Hi could someone help me with the following:

Suppose $τ = (123...n) \in Sn$ and $σ \in Sn$
Prove that $στ = τσ$ if and only if $ σ = τ^i$ for an $i \in \mathbb{Z}$ with $0 \leq i < n$.

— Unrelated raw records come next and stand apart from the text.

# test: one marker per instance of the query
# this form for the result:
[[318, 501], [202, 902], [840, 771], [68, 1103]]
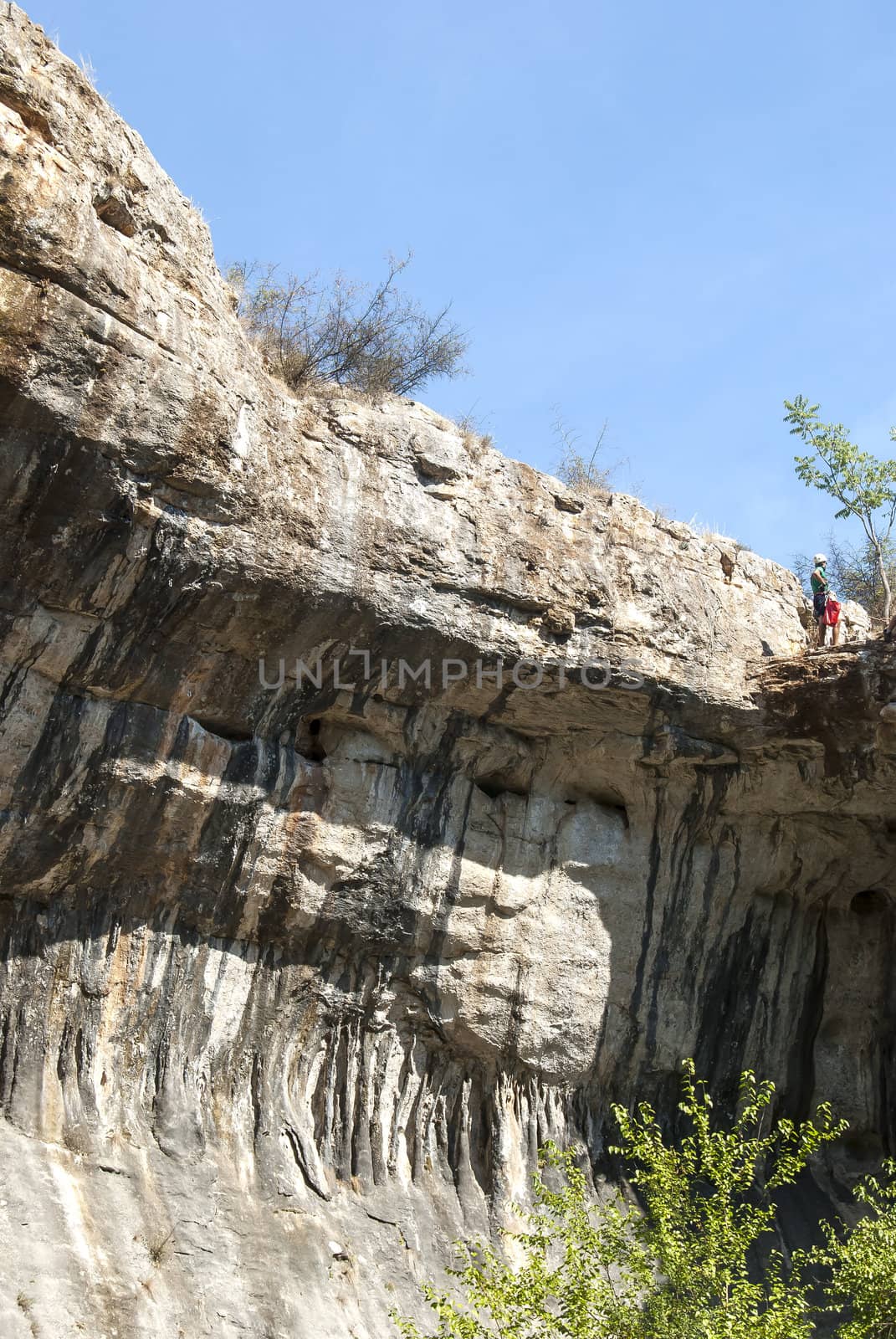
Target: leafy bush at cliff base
[[863, 1263], [678, 1270]]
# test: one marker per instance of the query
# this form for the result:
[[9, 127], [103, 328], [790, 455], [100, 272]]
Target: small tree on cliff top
[[678, 1270], [370, 336], [864, 486]]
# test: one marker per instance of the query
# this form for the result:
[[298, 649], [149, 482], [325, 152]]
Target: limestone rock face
[[372, 809]]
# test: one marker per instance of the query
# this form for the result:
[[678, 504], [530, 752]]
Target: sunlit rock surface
[[299, 972]]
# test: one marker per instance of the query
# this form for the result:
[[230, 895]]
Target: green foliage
[[864, 485], [863, 1263], [678, 1270], [852, 571]]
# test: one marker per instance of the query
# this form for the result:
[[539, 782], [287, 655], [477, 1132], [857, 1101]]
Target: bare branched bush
[[577, 469], [367, 336]]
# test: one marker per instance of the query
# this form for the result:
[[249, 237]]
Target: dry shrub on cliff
[[586, 473], [369, 336]]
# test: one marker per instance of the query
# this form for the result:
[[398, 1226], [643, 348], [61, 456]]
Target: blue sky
[[663, 216]]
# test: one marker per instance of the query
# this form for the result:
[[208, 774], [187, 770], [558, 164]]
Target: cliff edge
[[372, 808]]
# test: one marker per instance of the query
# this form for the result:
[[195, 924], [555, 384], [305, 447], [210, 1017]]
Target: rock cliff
[[371, 808]]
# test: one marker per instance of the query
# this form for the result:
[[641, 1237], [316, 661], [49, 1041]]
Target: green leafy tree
[[864, 486], [677, 1269], [853, 572], [863, 1263]]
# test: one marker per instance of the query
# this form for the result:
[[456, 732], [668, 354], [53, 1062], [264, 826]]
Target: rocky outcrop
[[307, 947]]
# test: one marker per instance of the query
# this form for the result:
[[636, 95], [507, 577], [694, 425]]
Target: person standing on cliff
[[820, 588]]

I dont know where to start. Thank you!

Answer 1

Notice that $\sigma\tau=\tau\sigma\iff\tau=\sigma\tau\sigma^{-1}\iff(1,2,\dots n)=(\sigma(1),\sigma(2),\dots \sigma(n))$. Let's now say that $\sigma(1)=i+1$ for some $0\leq i<n$. Then, $\sigma=\begin{pmatrix}1 & 2 & \dots & n\\ i+1 & i+2 & \dots & i\end{pmatrix}$ which is precisely $\sigma=\tau^i$.

Answer 2

if-part is clear. For the converse, suppose $\sigma\tau=\tau\sigma$ and let $i=\sigma (1)\in \{1,\dots,n\}$. Since $$\sigma(\tau(1))=\tau(\sigma(1)),$$ we have $\sigma(2)=\tau(i)=i+1$ (when $i=n$, $n+1$ is regarded as $1$. More generally, we identify the numbers $n+1,n+2,\dots,$ with $1,2,\dots,$ in what follows). Inductively, we get $\sigma(k)=\tau(\sigma(k-1))=\sigma(k-1)+1$, hence $\sigma$ is the permutation $$\begin{pmatrix} 1&2&3&\cdots&n-i+1&n-i+2&\cdots&n-1&n\\ i&i+1&i+2&\cdots&n&1&\cdots&i-2&i-1\end{pmatrix},$$ that is exactly $\tau^{i-1}$.